Quick Sort works by:
- Choosing a Pivot: Selecting an element from the array to use as a reference.
- Partitioning: Rearranging elements such that all elements smaller than the pivot come before it, and all elements greater than the pivot come after it.
- Recursion: Recursively applying the same process to the left and right subarrays (elements before and after the pivot).
The efficiency of Quick Sort largely depends on the choice of the pivot. A poorly chosen pivot can lead to unbalanced partitions, resulting in the worst-case time complexity of O(n²).
Time Complexity:
- Average Case: O(n log n)
- Worst Case: O(n²) (when the pivot selection consistently results in highly unbalanced partitions, e.g., choosing the smallest or largest element in a sorted or nearly sorted array)
- Space Complexity: O(log n) for the recursive stack in the average case
Quick Sort Algorithm Steps
Choose a Pivot: Several strategies exist for choosing a pivot, including:
- First element (simple but may perform poorly on sorted data).
- Last element (similar issues as the first).
- Random element (helps reduce the chance of worst-case performance).
- Median of Three (choosing the median of the first, middle, and last elements).
Partitioning:
- Place the pivot in its correct sorted position.
- Move elements smaller than the pivot to the left and larger elements to the right.
Recursive Sorting:
- Recursively apply Quick Sort to the left and right subarrays around the pivot.
Example: Quick Sort with Partition Function
Here’s a Python implementation of Quick Sort with a partition helper function
from typing import List
def quick_sort(arr: List[int], low: int, high: int) -> None:
"""
Perform quicksort on the array `arr` from index `low` to `high`.
- arr: List of integers to sort
- low: Starting index of the segment to sort
- high: Ending index of the segment to sort
"""
if low < high:
# Partition the array and get the pivot index
pivot_index = partition(arr, low, high)
# Recursively apply quicksort to the left and right subarrays
quick_sort(arr, low, pivot_index - 1) # Sort elements before pivot
quick_sort(arr, pivot_index + 1, high) # Sort elements after pivot
def partition(arr: List[int], low: int, high: int) -> int:
"""
Partition the array `arr` using the last element as the pivot.
- arr: List of integers to partition
- low: Starting index of the segment to partition
- high: Ending index of the segment to partition
Returns the index of the pivot after partitioning.
"""
pivot = arr[high] # Choose the pivot as the last element
i = low - 1 # Place for swapping
for j in range(low, high):
if arr[j] < pivot:
i += 1 # Increment the smaller element index
arr[i], arr[j] = arr[j], arr[i] # Swap elements
# Place the pivot element at its correct position
arr[i + 1], arr[high] = arr[high], arr[i + 1]
return i + 1 # Return the pivot index
Explanation of Code
quick_sort Function:
- This function divides the array into two parts based on the partition function and recursively sorts each part.
- It stops recursing when low >\= high, meaning the subarray has one or no elements.
partition Function:
- The partition function rearranges the array such that elements smaller than the pivot are on the left, and elements greater are on the right.
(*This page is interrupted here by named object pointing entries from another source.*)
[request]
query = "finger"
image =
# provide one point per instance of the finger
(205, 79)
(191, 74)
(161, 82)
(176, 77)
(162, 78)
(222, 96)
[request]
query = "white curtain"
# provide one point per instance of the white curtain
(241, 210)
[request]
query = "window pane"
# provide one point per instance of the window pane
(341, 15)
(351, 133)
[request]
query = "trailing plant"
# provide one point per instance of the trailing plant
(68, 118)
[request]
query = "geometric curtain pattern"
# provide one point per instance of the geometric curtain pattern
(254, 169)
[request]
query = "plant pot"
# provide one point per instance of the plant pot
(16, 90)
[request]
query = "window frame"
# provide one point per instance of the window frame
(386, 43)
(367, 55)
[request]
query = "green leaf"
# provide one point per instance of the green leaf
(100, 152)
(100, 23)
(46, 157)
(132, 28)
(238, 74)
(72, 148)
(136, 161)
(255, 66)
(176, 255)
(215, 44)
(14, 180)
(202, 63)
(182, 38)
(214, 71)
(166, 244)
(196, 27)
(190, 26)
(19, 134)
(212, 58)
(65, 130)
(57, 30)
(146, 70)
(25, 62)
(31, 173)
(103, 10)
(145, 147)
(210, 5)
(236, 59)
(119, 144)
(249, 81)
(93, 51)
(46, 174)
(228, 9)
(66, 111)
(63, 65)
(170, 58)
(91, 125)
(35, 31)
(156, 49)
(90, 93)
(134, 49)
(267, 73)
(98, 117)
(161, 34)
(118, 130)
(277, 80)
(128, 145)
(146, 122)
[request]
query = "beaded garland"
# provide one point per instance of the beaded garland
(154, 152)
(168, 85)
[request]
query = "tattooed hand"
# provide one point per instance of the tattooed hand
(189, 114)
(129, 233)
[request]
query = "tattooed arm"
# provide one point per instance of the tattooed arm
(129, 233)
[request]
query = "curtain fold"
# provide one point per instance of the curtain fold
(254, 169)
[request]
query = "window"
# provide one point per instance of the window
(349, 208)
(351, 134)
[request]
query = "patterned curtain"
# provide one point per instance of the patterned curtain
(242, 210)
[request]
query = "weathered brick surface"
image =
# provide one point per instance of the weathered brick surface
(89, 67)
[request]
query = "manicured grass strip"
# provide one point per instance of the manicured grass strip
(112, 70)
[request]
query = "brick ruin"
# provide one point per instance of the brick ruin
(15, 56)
- The pivot is placed in its correct sorted position, and the function returns its index.
Example Usage:
arr = [10, 7, 8, 9, 1, 5]
quick_sort(arr, 0, len(arr) - 1)
print("Sorted array:", arr)
# Output: Sorted array: [1, 5, 7, 8, 9, 10]
Common Mistakes
Incorrect Pivot Index:
- Make sure the pivot_index returned by partition is correctly used in recursive calls to avoid infinite recursion.
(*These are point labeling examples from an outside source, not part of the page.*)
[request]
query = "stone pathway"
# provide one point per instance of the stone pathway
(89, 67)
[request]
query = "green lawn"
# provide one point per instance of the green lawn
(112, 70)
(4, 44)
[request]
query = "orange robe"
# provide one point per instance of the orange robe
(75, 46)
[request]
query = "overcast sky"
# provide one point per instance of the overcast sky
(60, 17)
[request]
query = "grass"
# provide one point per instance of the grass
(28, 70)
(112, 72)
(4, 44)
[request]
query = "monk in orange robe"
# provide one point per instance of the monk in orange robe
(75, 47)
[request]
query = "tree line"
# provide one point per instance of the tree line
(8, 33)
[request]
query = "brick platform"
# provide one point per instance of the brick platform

- Failing to partition correctly can cause elements to be in the wrong order.
Choosing a Poor Pivot:
- Using the first or last element as a pivot in a nearly sorted or reverse sorted array can lead to worst-case performance. Using a random pivot or median of three strategy often improves performance.
Recursive Stack Overflow:
- Quick Sort can cause a stack overflow on deep recursion with large arrays. Some implementations use tail call optimization or convert to an iterative approach for large arrays.
In-Place Requirement:
- Quick Sort is in-place, meaning it does not use extra space beyond the recursion stack. Ensure your implementation respects this by swapping elements directly in the array rather than creating additional arrays.
Handling Duplicates:
- For arrays with many duplicate elements, Quick Sort’s efficiency can drop. Consider using a three-way partitioning variant of Quick Sort for such cases.